RNA stabilization buffer improved one-step RT-LAMP amplification. (A) A viral RNA diluted in heat-inactivated saliva from healthy individuals was mixed in 1:1 ratio with either water, sample buffer, sample buffer with RNAsecure or Chelex, or RNA stabilization buffer; heat-treated; and RT-LAMP-amplified (n = 6). (B) The RT-LAMP reaction mix with guanidine chloride was used to amplify RNA (315 copies per reaction) (n = 12). (A,B) RNA was amplified with N2 primers in 20 µL reaction volume using a WarmStart Mix.

Figure 4

Passive drool outperformed oral cavity swabs in SARS-CoV-2 detection. (A) Oral cavity swab applicators with rayon or nylon tips. The swab tip was saturated with saliva and placed in a microcentrifuge tube with RNA stabilization buffer (100 µL). (B) Three drops of saliva (~100 µL) collected as passive drool were mixed with 100 μL of RNA stabilization buffer. (C–E) RT-LAMP and (F–H) RT-qPCR performances on saliva samples collected in parallel with NPS specimens.
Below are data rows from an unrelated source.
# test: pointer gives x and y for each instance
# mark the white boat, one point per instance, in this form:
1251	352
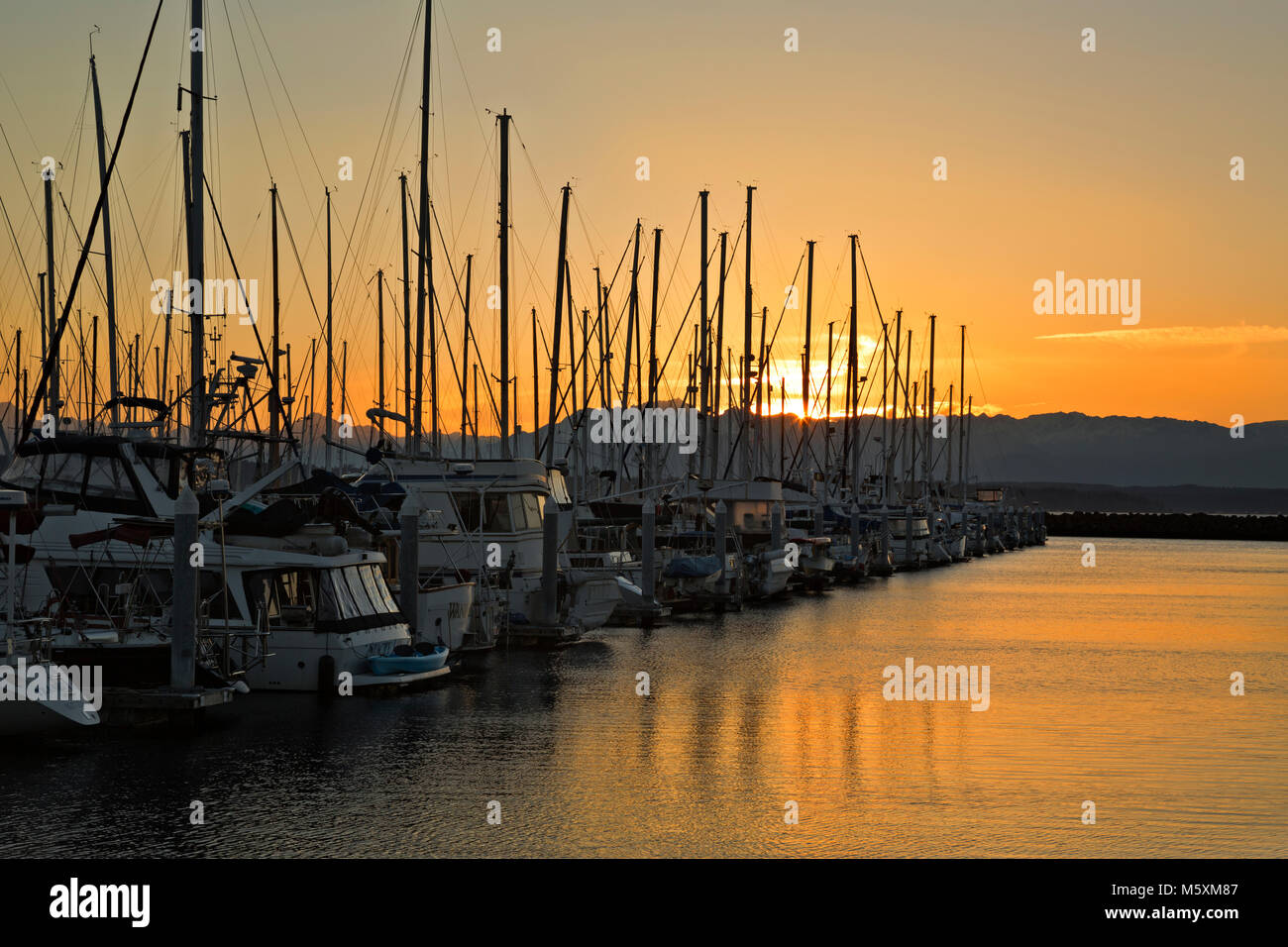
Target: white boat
294	612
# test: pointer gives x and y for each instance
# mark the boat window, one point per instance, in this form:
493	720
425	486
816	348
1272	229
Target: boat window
108	487
338	602
377	590
359	589
496	513
287	596
467	510
527	512
24	474
64	474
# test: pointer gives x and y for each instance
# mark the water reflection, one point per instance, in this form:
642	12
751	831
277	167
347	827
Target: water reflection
1108	684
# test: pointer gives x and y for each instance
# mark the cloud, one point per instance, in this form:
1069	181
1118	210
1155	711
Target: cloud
1183	335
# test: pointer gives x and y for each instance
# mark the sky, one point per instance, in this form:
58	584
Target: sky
1113	163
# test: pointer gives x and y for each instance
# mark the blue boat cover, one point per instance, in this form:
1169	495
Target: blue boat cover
692	567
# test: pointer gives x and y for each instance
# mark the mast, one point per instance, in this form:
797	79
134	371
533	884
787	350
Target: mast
909	428
704	315
402	179
505	282
747	356
561	274
809	324
894	394
827	427
423	253
715	438
465	350
630	316
853	376
197	224
274	401
961	427
380	347
330	351
107	244
53	403
928	464
652	335
536	390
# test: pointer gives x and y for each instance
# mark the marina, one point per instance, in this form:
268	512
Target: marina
423	438
201	539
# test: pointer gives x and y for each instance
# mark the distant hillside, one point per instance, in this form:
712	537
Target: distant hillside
1128	451
1042	451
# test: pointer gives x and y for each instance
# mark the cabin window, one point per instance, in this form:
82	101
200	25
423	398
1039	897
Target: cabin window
108	487
24	474
527	512
496	513
287	596
468	510
64	474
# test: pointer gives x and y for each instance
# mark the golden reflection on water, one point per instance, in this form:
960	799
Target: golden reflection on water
1109	684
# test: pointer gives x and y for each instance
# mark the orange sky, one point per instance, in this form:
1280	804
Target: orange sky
1113	163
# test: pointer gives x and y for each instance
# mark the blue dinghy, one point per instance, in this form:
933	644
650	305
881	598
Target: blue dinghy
408	664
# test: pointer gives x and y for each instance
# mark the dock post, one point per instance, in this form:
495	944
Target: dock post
648	541
910	554
855	534
550	561
408	561
183	611
721	543
887	553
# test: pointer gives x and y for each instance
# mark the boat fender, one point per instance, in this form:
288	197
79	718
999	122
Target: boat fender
326	677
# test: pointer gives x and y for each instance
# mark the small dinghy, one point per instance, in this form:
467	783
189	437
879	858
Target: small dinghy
407	660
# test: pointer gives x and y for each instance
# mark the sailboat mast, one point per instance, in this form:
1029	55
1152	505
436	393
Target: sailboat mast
107	244
928	464
747	354
465	350
274	402
380	347
809	325
503	263
713	454
402	182
330	351
704	315
853	377
197	223
423	241
561	274
961	425
53	403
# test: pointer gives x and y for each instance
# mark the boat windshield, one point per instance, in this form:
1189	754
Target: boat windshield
338	599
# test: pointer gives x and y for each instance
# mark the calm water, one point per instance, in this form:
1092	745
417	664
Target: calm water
1107	684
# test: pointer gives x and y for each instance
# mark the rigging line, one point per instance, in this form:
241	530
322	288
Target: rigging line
18	249
299	263
284	89
80	265
76	234
18	171
250	106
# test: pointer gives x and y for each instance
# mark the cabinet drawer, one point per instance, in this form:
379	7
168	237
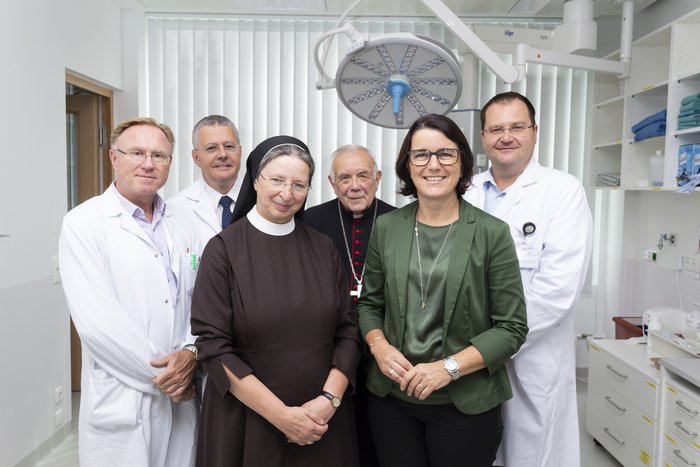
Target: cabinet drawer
624	380
636	423
679	452
616	441
683	426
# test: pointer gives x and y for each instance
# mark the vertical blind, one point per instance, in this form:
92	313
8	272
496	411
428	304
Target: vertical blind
260	73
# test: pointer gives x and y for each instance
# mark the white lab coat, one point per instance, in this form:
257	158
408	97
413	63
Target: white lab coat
194	201
118	296
541	420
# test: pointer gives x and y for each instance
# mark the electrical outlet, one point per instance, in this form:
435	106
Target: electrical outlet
58	417
650	255
691	264
58	395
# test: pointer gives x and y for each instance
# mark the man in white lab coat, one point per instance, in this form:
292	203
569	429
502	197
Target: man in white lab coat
128	269
551	224
209	202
Saliva samples were self-collected in the RNA stabilization buffer. (C–E) Tp values of RT-LAMP are plotted against the corresponding Cq^av values of RT-qPCR for NPS. Cq^av was calculated as an average of the E1 and RdRT Cq values. A rayon (C) or nylon swab (D) or passive drool (E) saliva sample (2 µL) was added to the reaction mixture for a total volume of 20 μL, and RT-LAMP amplified using WarmStart Mix and N2 primer set. (F–H) Saliva-based RT-qPCR Cq values are plotted against the corresponding Cq^av of RT-qPCR for NPS. A rayon (F) or nylon swab (G) or passive drool (H) saliva sample (2 µL) was added to the reaction mixture for a total volume of 20 μL, and RT-qPCR amplified using Ultraplex Mix and N1 primer–probe set. Numbers above each plot indicate diagnostic specificity and sensitivity (for details, see also Supplementary Materials Table S5).

Figure 5

Diagnostic performance of extraction-free one-step RT-qPCR for SARS-CoV-2 in saliva. (A) Heat map of matched Cq values (black indicates Cq values above 43 and negative results). (B) Pooled Cq values with depicted average value as a red line. (C–F) The Cq value of single RT-qPCR and (C) Cq values of multiplex RT-qPCR (D–F) for passive drool and the corresponding Cq^av RT-qPCR of NPS were compared. (G) RT-qPCR analysis of pooled saliva samples. One microliter of selected saliva samples with Cq ranging from 15 to 40 was combined with five saliva samples negative for SARS-CoV-2 (each 1 µL) and amplified using the S-2/20 protocol. For each sample, the matched original and pooled Cq values were plotted.

Figure 6

Longitudinal analysis of SARS-CoV-2 virus in infected individuals and hospitalized patients. (A,B) Sequential saliva sampling and detection of SARS-CoV-2 infection. Two households are shown. The appearance of COVID-19 symptoms is marked with a vertical dashed line, and a red arrow indicates the day of a positive NPS-RT-qPCR test. The viral infection among individuals is schematically presented at the top. (C,D) Saliva collected from hospitalized COVID-19 patients was analyzed for the SARS-CoV-2 virus. Results grouped as positive and negative for SARS-CoV-2 in saliva are presented in relation to the time between symptoms or hospital admission and saliva tests. (A–D) Saliva samples were analyzed with saliva-based one-step RT-LAMP or RT-qPCR, and combined results were presented.